Du 12 au 21 octobre, la trente-cinquième édition du Festival du film de Haïfa (Israël) a déroulé un programme parfaitement conforme à l’idéologie du temps. Y ont été présentés des longs métrages consacrés à la « découverte de sa véritable identité sexuelle » (toujours contraire au sexe assigné par Mère Nature), aux immigrés ainsi qu’aux femmes victimes du patriarcat. Devenus des genres à part entière, le règlement de comptes sur fond de fête de famille et le road-movie-rapprochement-de-deux-êtres-que-tout-sépare étaient également de la partie. Au fil des projections, s’est révélé en filigrane un axe directeur : la marginalisation, voire la disparition, des hommes. Petit tour d’horizon de la création cinématographique israélienne contemporaine.
Je me suis enfin sentie feeeemme…
Tout le monde semble désormais admettre que le sexe d’un individu ne dépend que de son libre choix. Ainsi, pour légitimer sa dimension transgressive, le « film de transsexuels » est condamné à une surenchère sans issue. I Was Not Born a Mistake, réalisé par Rachel Rusinek et Eyal Ben Moshe, en constitue la parfaite illustration : ce documentaire donne la parole à Jessica Smith, anciennement Yaacov, né aux États-Unis en 1951. Dans sa jeunesse, Yaacov intègre le mouvement ultra orthodoxe Habad et fait son alya. Mais, nous prévient d’emblée sa voix off, il « n’était pas lui-même », dissimulant « ce qu’il était réellement ». Six enfants plus tard, sa vérité s’exprime enfin : il est homosexuel. Banni de la communauté, il retourne aux États-Unis où il vit très malheureux. Vers la cinquantaine, nouvelle révélation : il n’est pas gay, mais bel et bien femme. Dont acte, transformation, opération, achat massif de robes et de bijoux. Adieu Yaacov, bienvenue Jessica. Mais Jessica, bien qu’enfin advenue à son véritable moi, se languit du judaïsme. Elle se réinstalle donc à Jérusalem, devient « rabbin » et prêche dans les parcs, expliquant que sa transformation n’est finalement pas si éloignée de la circoncision… Idéologique de bout en bout, I Was Not Born a Mistake présente à son insu un certain intérêt : Yaacov/Jessica met en effet un point d’honneur à refuser l’appellation de femme trans.

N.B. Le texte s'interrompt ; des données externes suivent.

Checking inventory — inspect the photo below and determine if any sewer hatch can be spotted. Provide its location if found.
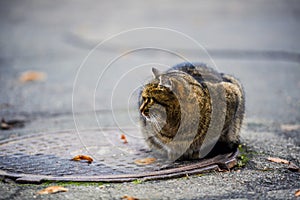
[0,128,238,183]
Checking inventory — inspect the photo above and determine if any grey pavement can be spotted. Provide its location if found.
[0,0,300,199]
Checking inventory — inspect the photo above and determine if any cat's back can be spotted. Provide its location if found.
[167,62,223,84]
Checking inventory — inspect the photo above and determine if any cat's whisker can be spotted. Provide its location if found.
[150,114,162,132]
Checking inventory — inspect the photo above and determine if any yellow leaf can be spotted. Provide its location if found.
[134,158,156,165]
[72,155,94,163]
[37,185,68,194]
[267,157,290,164]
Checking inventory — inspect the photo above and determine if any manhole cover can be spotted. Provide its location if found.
[0,128,238,183]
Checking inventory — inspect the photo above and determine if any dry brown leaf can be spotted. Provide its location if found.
[288,162,300,172]
[267,157,290,164]
[37,185,68,194]
[134,158,156,165]
[280,124,300,132]
[72,155,94,163]
[19,71,47,82]
[122,195,139,200]
[121,134,128,144]
[295,190,300,197]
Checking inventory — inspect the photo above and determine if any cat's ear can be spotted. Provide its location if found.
[152,67,162,78]
[158,76,173,90]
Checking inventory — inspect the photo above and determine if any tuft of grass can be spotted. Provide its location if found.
[132,179,143,185]
[237,144,250,168]
[42,181,103,187]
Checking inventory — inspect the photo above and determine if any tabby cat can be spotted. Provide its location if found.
[139,63,245,160]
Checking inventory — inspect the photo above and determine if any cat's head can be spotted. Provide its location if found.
[139,68,189,119]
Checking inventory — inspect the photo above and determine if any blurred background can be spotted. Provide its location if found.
[0,0,300,138]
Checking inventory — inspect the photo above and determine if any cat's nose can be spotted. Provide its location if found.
[142,109,149,118]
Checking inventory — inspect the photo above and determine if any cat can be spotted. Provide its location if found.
[139,63,245,161]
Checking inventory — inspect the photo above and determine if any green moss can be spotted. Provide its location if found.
[237,144,250,168]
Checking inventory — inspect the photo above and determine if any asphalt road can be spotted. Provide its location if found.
[0,0,300,199]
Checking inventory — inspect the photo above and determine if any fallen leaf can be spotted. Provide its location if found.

Elle est en effet une vraie femme, hétérosexuelle, dit-elle. Par-delà sa dimension délirante, ce déni de réalité ne manifeste-t-il pas un refus de l’homosexualité ? En l’occurrence, le transsexualisme garantit-il la conformité, certes illusoire, à ce qu’exige la religion ?
Et pourtant, ce retour à la « tradition » frise le blasphème : en se créant femme, Yaacov se prend pour Dieu, ce qui n’est pas très casher…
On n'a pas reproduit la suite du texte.